Ofer 5 Oct 2021 19:05 UTC
LW: 1 AF: 1
AF
The two pieces of logic can use the same activation values as their input. For example, suppose they both (independently) cause failure if a certain activation value is above some threshold. (In which case each piece of logic “ruins” a different critical activation value).
- Richard_Ngo 21 Jun 2022 0:26 UTC
  LW: 2 AF: 2
  AF Parent
  In that case, gradient descent will reduce the weights that are used to calculate that specific activation value.
- Not Relevant 27 Apr 2022 18:24 UTC
  LW: 2 AF: 1
  AF Parent
  I confess I’m confused as to how the network gradient hacks to create these redundant mechanisms in the first place? Since one of them seems completely useless unless designed deliberately.
  - Ofer 27 Apr 2022 20:03 UTC
    LW: 1 AF: 1
    AF Parent
    Suppose that each subnetwork does general reasoning and thus up until some point during training the subnetworks are useful for minimizing loss.

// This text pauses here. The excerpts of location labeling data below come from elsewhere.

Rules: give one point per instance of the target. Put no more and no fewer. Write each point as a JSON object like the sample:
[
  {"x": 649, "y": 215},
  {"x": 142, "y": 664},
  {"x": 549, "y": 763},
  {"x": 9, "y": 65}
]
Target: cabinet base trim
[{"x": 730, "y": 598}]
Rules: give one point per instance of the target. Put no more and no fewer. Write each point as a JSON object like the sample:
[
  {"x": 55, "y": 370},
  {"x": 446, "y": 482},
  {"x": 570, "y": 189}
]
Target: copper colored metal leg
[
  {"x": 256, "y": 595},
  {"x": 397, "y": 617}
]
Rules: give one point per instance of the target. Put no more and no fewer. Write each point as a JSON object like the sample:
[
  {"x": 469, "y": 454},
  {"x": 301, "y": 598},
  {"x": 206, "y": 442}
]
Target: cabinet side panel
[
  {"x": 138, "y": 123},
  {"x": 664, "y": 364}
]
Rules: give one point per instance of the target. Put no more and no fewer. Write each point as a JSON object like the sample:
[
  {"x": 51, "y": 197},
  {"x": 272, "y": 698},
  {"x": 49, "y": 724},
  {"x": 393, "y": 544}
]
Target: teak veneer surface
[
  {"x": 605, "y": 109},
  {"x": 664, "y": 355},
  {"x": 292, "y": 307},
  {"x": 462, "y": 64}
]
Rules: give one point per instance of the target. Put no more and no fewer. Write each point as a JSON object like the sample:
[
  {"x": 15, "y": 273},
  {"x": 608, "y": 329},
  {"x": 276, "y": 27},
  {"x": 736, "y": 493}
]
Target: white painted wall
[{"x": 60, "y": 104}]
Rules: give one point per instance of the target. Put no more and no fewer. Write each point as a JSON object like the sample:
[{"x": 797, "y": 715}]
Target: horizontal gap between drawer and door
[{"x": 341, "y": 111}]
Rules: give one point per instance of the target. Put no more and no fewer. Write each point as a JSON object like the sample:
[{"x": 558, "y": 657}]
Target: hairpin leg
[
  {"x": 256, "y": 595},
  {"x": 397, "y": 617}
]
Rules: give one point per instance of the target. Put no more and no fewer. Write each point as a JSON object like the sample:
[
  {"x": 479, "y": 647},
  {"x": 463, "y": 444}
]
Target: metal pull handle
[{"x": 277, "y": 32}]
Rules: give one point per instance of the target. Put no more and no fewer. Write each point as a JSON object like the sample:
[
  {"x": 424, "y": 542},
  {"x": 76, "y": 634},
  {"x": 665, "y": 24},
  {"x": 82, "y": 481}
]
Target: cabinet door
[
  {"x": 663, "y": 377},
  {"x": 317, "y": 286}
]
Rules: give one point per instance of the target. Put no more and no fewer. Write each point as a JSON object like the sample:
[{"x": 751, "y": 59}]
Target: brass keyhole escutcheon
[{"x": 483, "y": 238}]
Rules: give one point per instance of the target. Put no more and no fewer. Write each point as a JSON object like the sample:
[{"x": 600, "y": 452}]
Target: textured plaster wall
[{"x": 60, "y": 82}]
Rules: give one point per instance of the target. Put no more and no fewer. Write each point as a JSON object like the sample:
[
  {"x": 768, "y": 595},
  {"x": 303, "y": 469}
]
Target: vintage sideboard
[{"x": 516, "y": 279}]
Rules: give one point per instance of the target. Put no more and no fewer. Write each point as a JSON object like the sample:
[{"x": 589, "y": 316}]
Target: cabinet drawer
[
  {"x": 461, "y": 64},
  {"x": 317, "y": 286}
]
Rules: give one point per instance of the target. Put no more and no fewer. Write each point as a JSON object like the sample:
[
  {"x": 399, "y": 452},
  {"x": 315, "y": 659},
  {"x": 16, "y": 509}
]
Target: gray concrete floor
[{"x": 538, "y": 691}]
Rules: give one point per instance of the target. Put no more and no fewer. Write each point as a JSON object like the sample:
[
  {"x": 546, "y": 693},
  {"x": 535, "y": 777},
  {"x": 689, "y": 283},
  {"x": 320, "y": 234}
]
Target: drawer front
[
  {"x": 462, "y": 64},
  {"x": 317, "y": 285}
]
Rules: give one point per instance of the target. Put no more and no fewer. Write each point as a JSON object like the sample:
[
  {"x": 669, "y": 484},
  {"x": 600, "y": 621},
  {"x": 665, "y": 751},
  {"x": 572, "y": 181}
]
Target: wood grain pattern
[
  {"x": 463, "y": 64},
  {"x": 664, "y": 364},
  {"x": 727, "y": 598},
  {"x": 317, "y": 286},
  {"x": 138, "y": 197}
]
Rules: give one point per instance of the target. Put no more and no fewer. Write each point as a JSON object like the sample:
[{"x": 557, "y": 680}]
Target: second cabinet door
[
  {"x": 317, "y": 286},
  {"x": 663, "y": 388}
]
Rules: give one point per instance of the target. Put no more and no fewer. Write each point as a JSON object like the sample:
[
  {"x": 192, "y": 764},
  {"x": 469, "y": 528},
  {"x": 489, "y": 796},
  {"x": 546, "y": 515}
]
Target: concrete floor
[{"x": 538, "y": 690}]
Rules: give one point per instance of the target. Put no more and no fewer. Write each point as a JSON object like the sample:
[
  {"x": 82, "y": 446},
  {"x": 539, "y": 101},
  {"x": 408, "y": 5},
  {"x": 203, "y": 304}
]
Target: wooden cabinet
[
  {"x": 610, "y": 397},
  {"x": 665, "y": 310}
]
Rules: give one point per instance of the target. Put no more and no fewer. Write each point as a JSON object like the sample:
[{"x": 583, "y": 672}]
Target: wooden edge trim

    - Not Relevant 27 Apr 2022 20:19 UTC
      1 point
      Parent
      Are you saying that such a mechanism occurs by coincidence, or that it’s actively constructed? It seems like for all the intermediate steps, all consumers of the almost-identical subnetworks would naturally just pick one and use that one, since it was slightly closer to what the consumer needed.